How can BLE be used in construction?
Due to the relatively small size of BLE technology and its associated low power requirements, it can be easily fitted on to tools and equipment, or even attached to personnel. The BLE signal is then transmitted by a beacon and picked up by a detector, before being sent to a controlling operating system that provides accurate real-time information to users, as shown below. Also, the technology is long-lasting and can be moved from site to site, or machine to machine, which ensures its usefulness over many years.
In terms of data gateways, there are options around implementing (1) mobile beacons and fixed gateways (MB), or (2) fixed beacons and mobile gateways (FB) – a recent conference paper on using these technologies for the indoor tracking of construction workers helpfully summarises and compares these arrangements. Generally, there are three different types of data gateways that can be used with BLE, such as:
- Mobile device (tablet or smartphone) – Bluetooth is already a commonly used feature with these devices and they work alongside fixed beacons, meaning that they are ideal for monitoring workers;
- Onsite terminal – a fixed gateway is often appropriate for providing data about static or fixed assets onsite;
- Vehicles and plant with specific gateways installed – these allow the tracking of mobile assets and will transmit data regardless of who, if anyone, is operating the equipment, which can add another layer to security procedures onsite.
Benefits of BLE in construction
The application of BLE on construction sites clearly has considerable scope to help with the management of equipment and personnel by site managers and human resources. For example, using BLE onsite can allow the company to:
- improve the tracking of assets and easily identify the location of a piece of equipment;
- maintain an accurate automated inventory of assets that is updated in real-time;
- monitor the utilisation rate of equipment and promptly take any actions, such as servicing or replacement, that are needed.
The benefits of incorporating this BLE technology are that valuable hours are saved in gathering vital site information, opportunities for the onsite theft or loss of equipment are reduced and equipment can be proactively managed in a timely manner which will reduce costly downtime. There are also advantages in terms of the health and safety of workers because the location of personnel in any potentially hazardous area can be quickly identified. Plus, it is possible to remotely monitor the temperature of a worker and it can also be seen when there is a ‘man down’.
A comparison of the pros and cons of FB versus MB is shown below. Overall, FB are cheaper and have unlimited coverage with high accuracy in closed areas, but its success relies on the actions and cooperation of workers and data transmission is not continuous. Alternatively, MB are easier to set up and have continuos data transmission, although there are greater hardware costs, coverage can be patchy and access to power is required.
At Traxxeo, we have developed digital tools to simplify resource management and allow construction companies to have a clear overview of their onsite assets. This is managed by:
- using a smartphone to geolocate the equipment onsite as soon as it is detected by the BLE technology. Mobile applications are available for site managers, security personnel, team leaders and other key people to follow up and take any necessary actions;
- centralising all the data collected from the different smartphones on our web platform, allowing automated site inventories to be maintained that are accurate and up to date.

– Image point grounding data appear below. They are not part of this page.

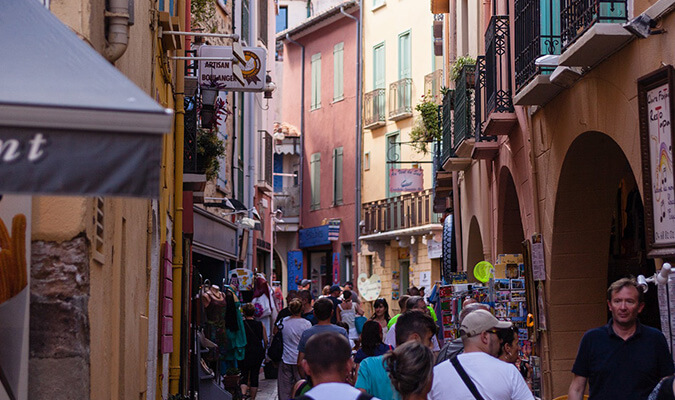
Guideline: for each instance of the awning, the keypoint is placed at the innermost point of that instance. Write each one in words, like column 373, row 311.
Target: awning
column 70, row 123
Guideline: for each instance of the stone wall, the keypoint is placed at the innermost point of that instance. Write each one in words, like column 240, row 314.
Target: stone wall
column 59, row 321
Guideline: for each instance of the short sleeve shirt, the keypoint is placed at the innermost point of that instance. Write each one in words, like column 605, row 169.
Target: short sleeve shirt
column 623, row 369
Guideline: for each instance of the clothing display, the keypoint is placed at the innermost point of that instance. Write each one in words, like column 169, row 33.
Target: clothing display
column 493, row 378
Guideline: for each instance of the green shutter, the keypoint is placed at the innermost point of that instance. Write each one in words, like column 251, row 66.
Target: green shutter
column 316, row 82
column 378, row 66
column 404, row 69
column 315, row 176
column 337, row 175
column 338, row 71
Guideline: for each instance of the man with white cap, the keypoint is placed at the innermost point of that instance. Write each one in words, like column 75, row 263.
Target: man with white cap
column 478, row 373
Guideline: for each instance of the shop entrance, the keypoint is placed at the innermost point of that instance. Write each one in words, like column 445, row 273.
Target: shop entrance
column 510, row 229
column 584, row 252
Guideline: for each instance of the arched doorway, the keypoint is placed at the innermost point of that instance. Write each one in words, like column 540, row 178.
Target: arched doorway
column 474, row 252
column 584, row 224
column 510, row 227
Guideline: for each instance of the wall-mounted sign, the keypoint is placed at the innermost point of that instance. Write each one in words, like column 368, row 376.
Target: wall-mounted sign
column 369, row 288
column 218, row 73
column 656, row 136
column 406, row 180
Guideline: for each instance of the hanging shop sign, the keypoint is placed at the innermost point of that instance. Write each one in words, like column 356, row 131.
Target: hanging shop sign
column 369, row 288
column 656, row 137
column 218, row 73
column 295, row 271
column 406, row 180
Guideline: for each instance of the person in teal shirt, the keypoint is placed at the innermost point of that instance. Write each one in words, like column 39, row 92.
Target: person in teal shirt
column 373, row 377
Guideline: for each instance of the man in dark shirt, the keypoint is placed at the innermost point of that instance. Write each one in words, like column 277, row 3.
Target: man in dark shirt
column 623, row 359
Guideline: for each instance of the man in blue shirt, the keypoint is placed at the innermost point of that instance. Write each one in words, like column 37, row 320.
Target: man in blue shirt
column 373, row 377
column 623, row 359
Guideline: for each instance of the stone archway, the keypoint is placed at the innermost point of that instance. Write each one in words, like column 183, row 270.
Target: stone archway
column 593, row 168
column 510, row 234
column 474, row 252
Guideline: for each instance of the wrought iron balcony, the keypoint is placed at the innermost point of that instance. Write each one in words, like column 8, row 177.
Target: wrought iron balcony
column 578, row 16
column 400, row 103
column 405, row 211
column 498, row 66
column 373, row 109
column 432, row 86
column 537, row 30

Return on investment in BLE
Information is priceless in any industry and the construction sector is certainly no different. Data from connected objects for construction provides real-time information that was previously unavailable and this will improve production processes, site management and, more broadly, management control.
Thanks to increasing demand for the technology, BLE is becoming ever more accessible for all sizes of construction companies. The significant costs attached to much construction equipment, not to mention related labour costs, mean that better management and control of it will ultimately provide a valuable return on investment in BLE.